Quote Originally Posted by susan View Post
Oh Ia,
If I was you I wouldnt worry one bit about where you are going when you leave here.
Those already there are probably laughing their socks off at all of us trying to understand .
Even those who write books about their experiences dont know it all.
If I could give you any advice, take it or leave it but it's meant kindly.
I was once frustrated at not experiencing beautiful landscapes that have been written about. Why couldnt I?
Do you remember I wrote in the journal one morning that I woke to some beautiful words but couldnt find a pencil to record so when trying to remember the words were clumsy but suggested.

" The destination is not important, but what we do here leads us to our destination".

That is enough for me to think that if you have a kind heart, do your best for yourself and others you have nothing to be concerned about.
Trust your inner guidance and as long as you stay of sound mind and carry on showing the kindness that you do then you may be gently guided.

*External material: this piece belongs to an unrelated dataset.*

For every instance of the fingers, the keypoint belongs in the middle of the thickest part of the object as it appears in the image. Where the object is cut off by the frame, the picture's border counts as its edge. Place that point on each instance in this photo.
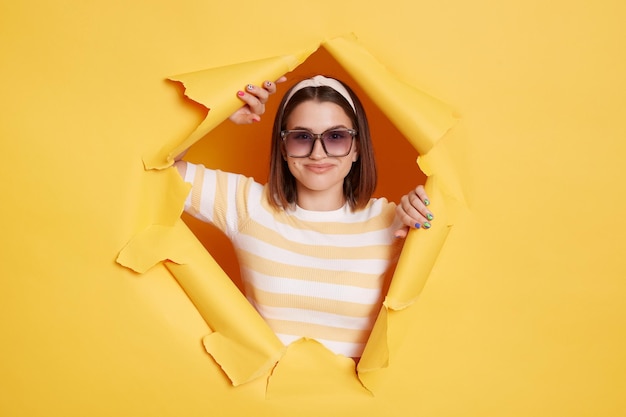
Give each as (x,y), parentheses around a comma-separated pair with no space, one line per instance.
(413,211)
(254,98)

There's something that bugged me for a while and even frightened me a bit. This thought that we are all one. It doesnt frighten me anymore because I go from what I experience. When I experienced being the little girl for a few seconds but I knew That I was also still ME over in the corner . I knew I was ME but I knew the fears this girl had and why she behaved why she did. I believe as some have written of experiencing of merging minds and knowing everything about this person.
Maybe this is what GOD is. All minds collected together knowing all and everything about everyone and all species. But still able to seperate to our own individuality.
Maybe Im wrong but I doesnt matter to me. I go by this loving inner voice to guide me, and you have one also.
Sorry ,Ive rambled on and may have gone off track a bit here Ia but I only wrote how I think and what I've experienced in the hope you will clear yourself of this fear you hold
Thank you wonderful Susan

I am not worried about the afterlife per ce...only to what group I belong??..or am I going straight to the ONENESS and is why I do not feel or sence my group so to speak??
I have felt like an orphan in this Life...I did think often when I was child...where is my real family?? when do they come and get me home??

It is just this what concernes me a bit.